I think the NHT's with the NAD...will make a nice combo.

E


----------



## Exocer (Apr 19, 2006)

Alright, I gotcha. So I made the mistake of buying quality speakers with an average amp the first time around...Well the amp was an average amp for intended for average speakers at first. Upgraded the speakers and the amp just couldn't hang anymore. I saw something about a next generation of Nads comming out in about 9-12 months or so, Maybe my current setup will suffice until the next series comes out. I wont be needing HDMI (which will be included in the next gen) so hopefully the T7*3's will go down in price!


----------



## NorwegianDawg (Apr 11, 2006)

Wait...don't get me wrong...you can always buy more in one area such as your amp, etc...then upgrade your speakers to match your amp or vise versa. We all need excuses to upgrade! 

There are no mistakes in this business as long as YOU are happy...what "we" say really doesn't matter...what you think does!

E


----------



## Guest (May 4, 2006)

JCD said:


> Most brand name receivers will sound the same in the same price range.
> 
> Therefore, in the same price range, a Denon will sound the same as an Onkyo as a Yamaha as a Pioneer as a NAD as a...etc.


Sorry, but I cannot disagree more! Maybe in the same price range a Denon, Yamaha and Onkyo may sound similiar(not the same!), but a NAD, Marantz, Cambridge Audio,HK, etc does not sound the same as those mentioned.

I did a test the past weekend to determine if the weak sound of my friend's HK 235 was due to his speakers and we also tested a Denon 2805, Yamaha RX-V657 as well as my CA 540R. Although not a true blind test, none of these receivers sounded like the other. Yes the Yammy and Denon did have the same sound characteristics, but were still different(clear highs, lacking a bit of mid-bass, "light" bass). The HK again has solid bass, good mids, but highs are a bit muffled. The CA has strong, solid bass, good mids and clear highs(tends to some brightness at higher volumes)
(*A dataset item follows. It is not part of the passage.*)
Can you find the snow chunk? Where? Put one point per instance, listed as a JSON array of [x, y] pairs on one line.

Okay my first post and also my two cents worth


----------



## Sonnie (Apr 11, 2006)

Hello Abe and welcome to the Shack!

We'll certainly take a few cents worth. I think what JCD was indicating was that most of your mass marketed mid-fi receivers are only going to reach a certain level of quality. He mighta been stretching by including the NAD in there... I believe NAD is not really mass marketed and is definitely better quality.


----------



## Guest (May 4, 2006)

He, he, he! 

Don't worry I do understand where he is coming from


----------



## JCD (Apr 20, 2006)

Ok, I *MAY *have been a little general in my statements  

I'll have to admit, it's been forever since I last listened to a Nad anything (probably 15years? I really don't like the fact that I can say I remember something from 15yrs ago...  ). 

Now I have a new project for myself!

And as always, we appreciate everyone's $0.02!

JCD


----------



## Exocer (Apr 19, 2006)

Yes guys, yes.
The Hk 235 refurb was on my list because I liked the price. My experience with receivers is very limited as this onkyo is my first crack at it. Never did I even audition it, just grabbed it because it was on sale...:rant:

Something inside of me says I should wait for the Nad, and that is what i'll do. This seems to be a win-win route in all instances. As of monday i'll have 6 SB-2's so upgrading to the Nad will put one of them out of commision for a while... Ah well.

Can anyone compare the sound of Nad to that of HK? an in-home audition with them both would be too expensive regardless of it being temporary :T


----------



## Exocer (Apr 19, 2006)

Well guys I saw a deal on an Hk235 on ebay, waited till 3 seconds and placed my winning bid of $230 plus shipping(thank god my cable didn't freeze up :laugh: ), about what I paid for the Onkyo. I have to decide between the two now. If i like the HK better, the Onkyo goes, vice versa. I am however a bit concerned about the 50w/ch rating of the Hk. I will post back with some subjective testing. Strangly, the HK is a bit heavier than the Onkyo with its lesser power rating.

Lets say I like the sound of the HK but find it to be underpowered, will adding an external amp have any effect on the tonal quality? I am assuming it wouldn't because the sound information would still pass through the Hk's dacs.

I would've loved to have bought a NAD :dontknow: Just couldn't afford it on this college budget. I hope the HK keeps me happy for a while.


----------



## Exocer (Apr 19, 2006)

The Hk AVR 235 arrived today. Highs are more clear (which i wasn't expecting), music is more alive. Also I find that listening at around -20db is loud enough now (very loud), as oppose to before with the Onkyo's -10 db setting. Definitely a more musical AVR and doubt i'll need more power for a while.


----------



## Exocer (Apr 19, 2006)

Woah, what is that hissing sound you hear when there is no source playing but the volume is turned up? I have NONE of that with the HK, I had plenty of this hiss with the Onkyo. Also my subwoofer's would hum once connected to the ONkyo, now there isn't even a slight hum (even with the BFD in the loop) now. Wow, I don't even know how people could find these two receiver to be in the same league.


----------